Plástico significa flexible o impresionable. Se define como la capacidad de deformarse continuamente en cualquier dirección sin romperse. Siguiendo esta definición, el plástico podría incluir vidrio, metal y cera. Por lo tanto, es evidente que el nombre del plástico es engañoso y no exactamente correcto. Hoy, sin embargo, el término "plástico" se define con los productos que se derivan de resinas sintéticas. Las resinas sintéticas se fabrican mediante diversos procesos químicos. La fabricación de plásticos es comparativamente reciente.
Hoy en día, el plástico se encuentra comúnmente en hogares, automóviles y muchos otros productos y máquinas. Algunas máquinas que utilizan electricidad requieren piezas de plástico con propiedades aislantes eléctricas.
Los plásticos generalmente se envían a las plantas de fabricación en forma de gránulos o potencias, y se funden justo antes del proceso de conformación. Los látex también están disponibles en forma de láminas, planchas, varillas y tubos, que se pueden formar en una variedad de productos. Los plásticos líquidos son utilizado especialmente en la fabricación de piezas de plástico reforzado.
Los plásticos o polímeros, comúnmente llamados plásticos, se dividen en dos grandes categorías:
Los materiales de moldeo termoplásticos incluyen polímeros como ABS y policarbonato utilizados para juguetes, productos electrónicos para consumidores y productos de utensilios de cocina más flexibles. Los materiales termoplásticos se ablandan con calentamiento y se solidifican y endurecen con enfriamiento. Las características clave son que estos materiales se pueden volver a fundir en diversos fluidos tiempo moldeado y enfriado después sin experimentar ningún cambio químico apreciable, es decir, el cambio es reversible.
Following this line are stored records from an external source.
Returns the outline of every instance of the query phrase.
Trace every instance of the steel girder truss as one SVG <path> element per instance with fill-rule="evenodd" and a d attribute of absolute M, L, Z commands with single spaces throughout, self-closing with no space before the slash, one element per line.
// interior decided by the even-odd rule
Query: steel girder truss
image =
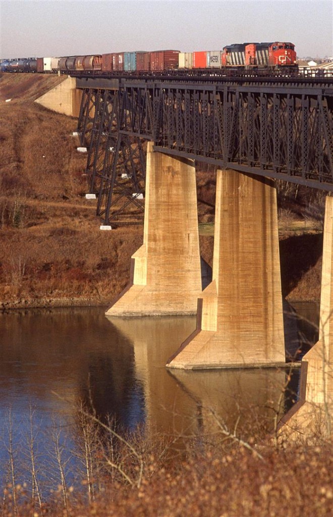
<path fill-rule="evenodd" d="M 146 161 L 142 142 L 119 128 L 118 90 L 83 90 L 78 131 L 88 147 L 86 173 L 89 192 L 97 194 L 97 215 L 105 224 L 124 222 L 131 207 L 131 222 L 142 221 Z"/>
<path fill-rule="evenodd" d="M 121 132 L 156 150 L 333 190 L 333 88 L 123 86 Z"/>
<path fill-rule="evenodd" d="M 161 152 L 333 191 L 332 112 L 333 85 L 129 78 L 85 88 L 78 130 L 97 214 L 108 224 L 129 205 L 143 209 L 142 139 Z"/>

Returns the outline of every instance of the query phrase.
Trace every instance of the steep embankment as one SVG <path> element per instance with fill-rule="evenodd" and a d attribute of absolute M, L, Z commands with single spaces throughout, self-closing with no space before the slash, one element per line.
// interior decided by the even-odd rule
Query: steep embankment
<path fill-rule="evenodd" d="M 142 225 L 99 230 L 96 202 L 84 197 L 86 157 L 71 136 L 76 120 L 34 102 L 62 80 L 0 75 L 0 308 L 106 305 L 128 282 L 131 255 L 142 242 Z M 199 172 L 197 179 L 199 220 L 210 222 L 214 172 Z M 321 236 L 295 236 L 292 214 L 283 213 L 283 293 L 319 299 Z M 211 265 L 212 246 L 212 236 L 200 237 Z"/>
<path fill-rule="evenodd" d="M 142 241 L 141 227 L 100 231 L 77 120 L 33 102 L 61 80 L 0 77 L 0 308 L 107 305 Z"/>

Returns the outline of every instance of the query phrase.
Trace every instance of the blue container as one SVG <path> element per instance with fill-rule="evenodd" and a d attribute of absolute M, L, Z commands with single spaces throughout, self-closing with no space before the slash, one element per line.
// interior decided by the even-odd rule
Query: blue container
<path fill-rule="evenodd" d="M 136 70 L 136 52 L 124 52 L 124 70 Z"/>

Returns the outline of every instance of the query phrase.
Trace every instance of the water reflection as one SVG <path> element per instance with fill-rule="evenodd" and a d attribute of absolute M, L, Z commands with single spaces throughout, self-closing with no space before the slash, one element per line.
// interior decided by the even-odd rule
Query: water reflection
<path fill-rule="evenodd" d="M 171 434 L 180 447 L 185 436 L 215 432 L 213 414 L 231 428 L 241 415 L 241 432 L 253 422 L 269 427 L 274 412 L 286 409 L 284 400 L 278 407 L 284 371 L 166 369 L 195 326 L 193 316 L 107 318 L 102 308 L 0 314 L 2 475 L 10 407 L 18 447 L 28 434 L 34 409 L 45 462 L 55 429 L 66 430 L 66 446 L 74 448 L 80 401 L 102 418 L 110 415 L 118 429 L 142 424 L 150 435 Z M 292 379 L 297 391 L 298 378 Z"/>

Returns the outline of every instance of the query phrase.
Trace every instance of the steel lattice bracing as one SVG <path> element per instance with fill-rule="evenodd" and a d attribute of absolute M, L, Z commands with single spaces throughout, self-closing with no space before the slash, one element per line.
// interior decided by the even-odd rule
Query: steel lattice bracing
<path fill-rule="evenodd" d="M 97 195 L 97 215 L 105 224 L 110 222 L 111 212 L 113 221 L 121 221 L 129 205 L 137 219 L 144 214 L 142 142 L 119 132 L 119 116 L 118 90 L 84 90 L 78 131 L 82 144 L 88 147 L 89 192 Z"/>
<path fill-rule="evenodd" d="M 263 85 L 196 83 L 193 78 L 77 82 L 78 87 L 88 86 L 79 131 L 90 143 L 90 189 L 99 192 L 98 213 L 106 222 L 122 174 L 130 179 L 124 194 L 129 203 L 144 188 L 142 139 L 153 141 L 161 152 L 333 190 L 333 84 L 327 80 Z"/>
<path fill-rule="evenodd" d="M 121 131 L 160 151 L 333 190 L 333 90 L 125 84 L 123 95 Z"/>

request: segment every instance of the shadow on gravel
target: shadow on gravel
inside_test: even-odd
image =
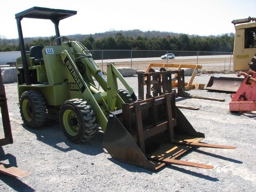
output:
[[[0,161],[5,160],[9,161],[9,164],[10,165],[14,167],[17,166],[16,157],[9,153],[5,154],[3,148],[2,147],[0,147]],[[0,173],[0,180],[12,188],[14,190],[17,191],[30,192],[35,191],[35,190],[14,177]]]
[[[244,111],[242,113],[239,113],[238,111],[230,111],[230,114],[232,115],[237,116],[245,116],[249,118],[256,118],[256,113],[255,112],[249,112]]]
[[[213,157],[218,158],[219,159],[223,159],[223,160],[225,160],[225,161],[230,161],[230,162],[235,163],[242,164],[243,163],[242,161],[238,161],[237,160],[236,160],[236,159],[231,159],[231,158],[229,158],[228,157],[223,157],[222,156],[219,155],[218,155],[212,154],[212,153],[211,153],[208,152],[205,152],[205,151],[201,151],[201,150],[199,150],[199,149],[195,149],[194,151],[199,153],[201,153],[201,154],[211,156]]]
[[[183,168],[171,165],[166,165],[159,170],[156,171],[152,171],[146,169],[138,167],[132,164],[123,163],[121,161],[114,159],[112,158],[108,158],[108,159],[111,161],[115,164],[119,165],[123,169],[126,169],[128,171],[132,172],[144,172],[148,174],[152,175],[153,173],[156,173],[159,172],[164,169],[171,169],[180,172],[188,174],[195,177],[197,177],[211,181],[218,181],[219,180],[217,178],[212,177],[208,175],[205,175],[202,173],[198,173],[196,172],[187,170]]]
[[[14,177],[1,174],[0,180],[16,191],[31,192],[36,191],[26,183]]]
[[[153,173],[156,173],[158,172],[158,171],[153,171],[151,170],[140,167],[138,167],[132,164],[124,163],[122,161],[116,160],[112,158],[108,158],[108,159],[109,161],[111,161],[115,164],[120,166],[120,167],[130,172],[136,172],[138,173],[143,172],[150,175],[152,175]],[[160,169],[160,170],[162,170],[162,169]]]
[[[104,152],[102,145],[104,134],[99,131],[86,142],[77,144],[68,140],[61,130],[58,119],[48,119],[46,124],[39,128],[30,128],[24,124],[22,125],[24,129],[35,134],[38,140],[63,152],[76,150],[95,156]]]

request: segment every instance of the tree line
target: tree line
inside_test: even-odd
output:
[[[74,35],[67,36],[75,40]],[[38,38],[25,43],[26,51],[36,45],[50,45],[54,36]],[[25,39],[26,42],[26,39]],[[114,36],[95,39],[92,35],[80,40],[89,50],[145,50],[190,51],[233,52],[234,37],[224,34],[218,37],[189,36],[186,34],[174,36],[154,37],[138,36],[137,37],[124,36],[117,33]],[[0,52],[20,51],[18,44],[8,43],[0,37]]]

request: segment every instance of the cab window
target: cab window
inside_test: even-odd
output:
[[[256,27],[244,29],[244,48],[256,48]]]

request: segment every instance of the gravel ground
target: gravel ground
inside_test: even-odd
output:
[[[194,82],[206,84],[209,78],[201,75]],[[125,79],[137,93],[137,77]],[[14,143],[0,148],[0,158],[31,174],[20,179],[0,174],[0,191],[255,191],[256,113],[231,113],[230,94],[191,91],[226,101],[178,98],[176,102],[200,108],[181,110],[197,131],[204,133],[203,141],[236,149],[194,148],[180,158],[212,165],[213,169],[169,165],[152,171],[112,159],[103,148],[101,132],[89,142],[77,144],[67,140],[58,119],[49,118],[38,129],[25,126],[17,104],[17,85],[5,84]]]

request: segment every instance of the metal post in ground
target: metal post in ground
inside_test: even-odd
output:
[[[132,50],[131,50],[131,68],[132,67]]]
[[[225,70],[225,64],[226,64],[226,59],[224,60],[224,70]]]
[[[101,50],[101,71],[103,71],[103,50]]]

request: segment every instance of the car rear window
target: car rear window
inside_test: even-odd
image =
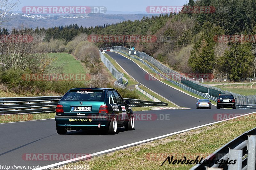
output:
[[[209,102],[210,101],[209,100],[207,100],[207,99],[200,99],[199,100],[199,101],[203,102],[203,101],[208,101]]]
[[[232,95],[220,95],[219,98],[219,99],[234,99],[234,97]]]
[[[71,90],[62,98],[61,101],[104,101],[103,90]]]

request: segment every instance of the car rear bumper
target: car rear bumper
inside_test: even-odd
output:
[[[217,106],[221,107],[233,107],[236,106],[236,104],[234,103],[227,103],[217,104]]]
[[[108,116],[55,116],[55,120],[58,126],[92,128],[100,124],[102,127],[107,127],[111,118]]]

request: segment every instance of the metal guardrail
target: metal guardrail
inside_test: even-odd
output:
[[[140,92],[142,93],[153,101],[156,101],[157,102],[162,102],[156,98],[156,97],[155,97],[150,94],[144,91],[142,89],[139,87],[138,85],[135,85],[135,88],[138,90]]]
[[[139,58],[137,57],[136,57],[134,56],[130,55],[129,54],[127,54],[127,53],[126,52],[126,51],[127,50],[129,51],[128,49],[126,48],[124,48],[122,47],[121,46],[115,46],[115,47],[108,47],[107,48],[102,48],[103,49],[115,49],[115,51],[118,51],[118,52],[120,52],[123,54],[124,54],[130,57],[131,57],[132,58],[133,58],[136,59],[137,60],[140,62],[143,63],[144,64],[146,65],[147,66],[148,66],[150,69],[154,71],[155,72],[157,73],[158,75],[161,76],[161,77],[162,77],[166,80],[170,81],[172,83],[175,85],[181,87],[183,89],[186,90],[189,92],[192,92],[194,93],[195,93],[196,94],[200,96],[201,96],[205,98],[206,99],[210,99],[210,100],[212,100],[213,101],[217,101],[217,98],[214,96],[211,96],[210,95],[209,95],[208,94],[206,94],[205,93],[201,92],[199,92],[195,89],[191,88],[190,87],[188,87],[188,86],[187,86],[184,85],[182,84],[181,83],[179,83],[177,81],[176,81],[173,80],[172,80],[169,78],[163,75],[162,74],[160,73],[159,71],[156,70],[156,69],[154,69],[152,67],[149,65],[147,63],[143,61],[142,60],[140,59],[140,58]],[[123,51],[121,51],[121,50],[119,50],[121,49],[123,50]],[[136,55],[140,55],[140,54],[141,53],[142,54],[142,56],[140,56],[140,57],[142,57],[141,59],[147,59],[148,58],[149,58],[149,61],[151,61],[152,63],[152,62],[156,62],[156,63],[153,63],[153,64],[158,69],[161,70],[162,71],[163,71],[164,72],[164,73],[171,73],[172,74],[173,74],[173,75],[180,75],[179,73],[177,73],[177,72],[173,70],[170,69],[169,68],[167,68],[166,66],[163,65],[162,64],[156,61],[155,59],[154,59],[152,57],[151,57],[145,53],[143,53],[141,52],[140,52],[139,51],[136,51],[136,52],[137,52],[137,54],[136,54]],[[152,61],[151,61],[152,60]],[[148,60],[147,60],[148,61]],[[180,77],[183,77],[182,76],[180,76]],[[218,89],[217,88],[216,88],[216,87],[212,87],[212,86],[208,86],[206,85],[204,85],[201,84],[200,83],[197,82],[195,82],[195,81],[193,81],[193,82],[195,82],[195,83],[198,84],[200,85],[202,85],[208,88],[212,88],[213,89]],[[235,97],[236,97],[237,98],[237,104],[237,104],[236,108],[242,108],[242,109],[252,109],[252,108],[256,108],[256,104],[254,104],[254,103],[256,102],[256,100],[254,100],[254,98],[255,97],[254,97],[253,96],[248,96],[248,97],[250,97],[250,98],[248,98],[248,97],[247,98],[246,97],[247,96],[244,96],[243,95],[238,95],[238,94],[234,93],[231,93],[231,92],[228,92],[227,91],[224,91],[222,90],[221,90],[220,89],[220,91],[221,91],[222,92],[221,93],[222,94],[231,94],[234,95],[234,96]],[[250,99],[250,100],[249,99]],[[255,100],[255,101],[254,101]],[[246,104],[246,103],[252,103],[251,104]],[[245,105],[246,105],[246,107],[244,106]]]
[[[47,113],[55,112],[56,106],[62,97],[44,96],[0,98],[0,115],[33,113]],[[124,98],[131,102],[131,107],[168,106],[168,104]]]
[[[219,169],[255,170],[256,163],[256,128],[247,131],[207,157],[205,160],[221,159],[223,160],[236,159],[236,163],[229,164],[201,164],[197,165],[190,170],[205,170],[208,167],[223,169]],[[214,158],[215,157],[215,158]],[[202,161],[202,162],[203,162]],[[226,162],[226,161],[225,161]],[[214,162],[214,161],[213,161]],[[218,167],[219,166],[220,166]]]

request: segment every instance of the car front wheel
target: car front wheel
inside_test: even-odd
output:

Materiales de moldeo termoestables: incluyen melamina-formaldehído utilizado en vajillas de plástico duro y resinas epóxicas utilizadas para colas y productos de fundición reforzada como kayaks y bastidores de raquetas de tenis. Los productos de endurecimiento térmico se calientan hasta que se convierten en un líquido viscoso, se vierten o se inyectan en una molde, y luego se deja solidificar.
Como materiales termoendurecibles, se produce una reticulación química para crear una masa irreversible e infusible. Tras la aplicación del calor inicial, los plásticos termoendurecibles se ablandan y funden, y bajo presión llenan cada grieta de la cavidad del molde. Después de la aplicación continua de calor, se polimerizan o experimentan un cambio químico, que los endurece hasta convertirse en un material permanentemente duro, infusible y estado insoluble. Después de esto, no pueden volver a ablandarse o fundirse por calentamiento adicional.